Апти тронул ладонью накаленные скулы, взъерошил короткую бородку, покрутил головой: жизнь напиталась неожиданно пряным, пронзительным привкусом радости. Подумалось небывалое: принести и завалить эту избушку грудой собранного добра из своей пещеры, привязать у крыльца Кунака, повесить на беленую стену свою подкову…
Зашел в избу, растянул горловину хурджина, бухнул на стол окорок. Сел.
Хозяйка всмотрелась, холодновато осведомилась:
— Это как понимать?
— Хорошо понимай, — робко попросил Апти. Добавил торопливо и потрясенно, не веря тому, что с ним происходит: — Ей-бох, почему ты здесь? Тибе надо золото, парча надевать, по небу ходить. Твое место — царица быть.

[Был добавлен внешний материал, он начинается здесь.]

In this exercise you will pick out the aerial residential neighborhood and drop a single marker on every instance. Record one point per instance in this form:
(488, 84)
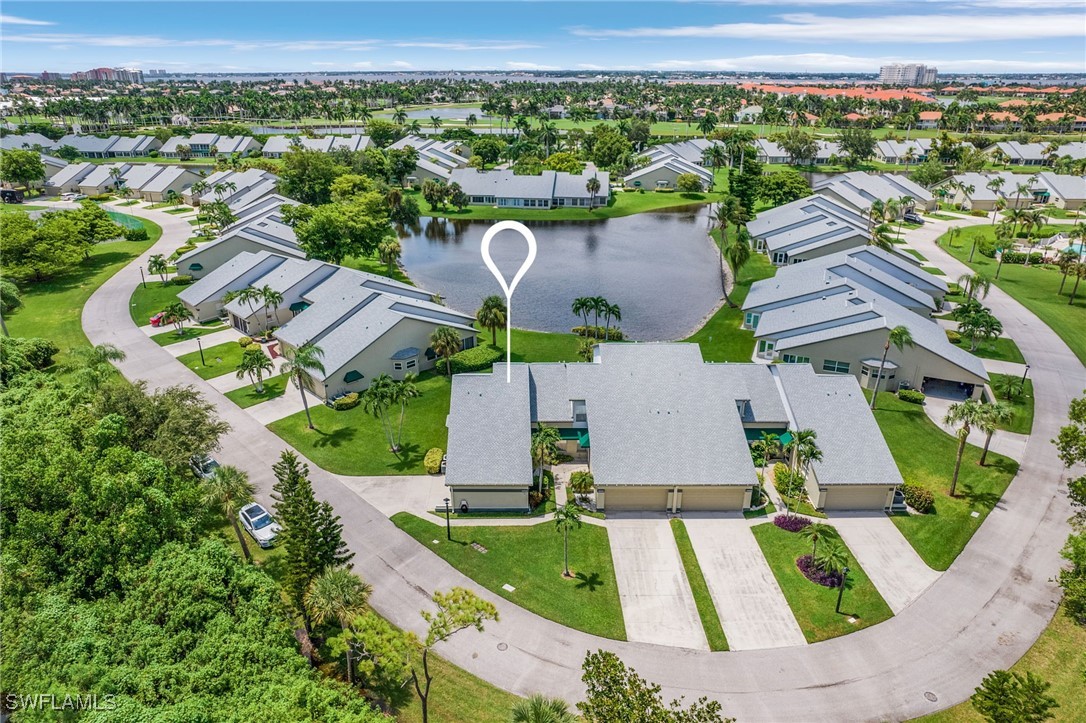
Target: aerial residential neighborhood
(629, 362)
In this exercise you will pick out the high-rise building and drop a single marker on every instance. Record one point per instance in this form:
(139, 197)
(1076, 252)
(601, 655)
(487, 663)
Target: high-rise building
(911, 74)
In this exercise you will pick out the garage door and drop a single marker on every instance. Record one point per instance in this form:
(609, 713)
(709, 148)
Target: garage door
(711, 498)
(648, 498)
(856, 497)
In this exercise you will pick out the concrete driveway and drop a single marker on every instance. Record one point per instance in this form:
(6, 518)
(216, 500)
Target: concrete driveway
(897, 571)
(752, 607)
(657, 604)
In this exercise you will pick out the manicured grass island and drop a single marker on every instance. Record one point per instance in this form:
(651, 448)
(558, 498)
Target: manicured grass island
(530, 559)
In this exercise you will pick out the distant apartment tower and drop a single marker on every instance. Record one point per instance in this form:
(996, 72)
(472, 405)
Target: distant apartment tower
(907, 75)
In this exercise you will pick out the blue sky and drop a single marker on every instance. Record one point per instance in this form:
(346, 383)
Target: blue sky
(983, 36)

— Коли так, угощай царицу, — обезоруженно согласилась хозяйка. Приложила ладошки к щекам, добавила изумленно: — Надо же, в краску вогнал, басурман. Даром что абрек, а комплименты горстями сыплешь.
Апти засучил рукава бешмета, вынул кинжал, стал пластать пахучую ветчину. Нарезал, придвинул горку ломтей к хозяйке:
— Кушай.
Удивился. Хозяйка смотрела на его руку, в глазах густел перемешанный с жалостью страх:
— О господи! Кто тебя так?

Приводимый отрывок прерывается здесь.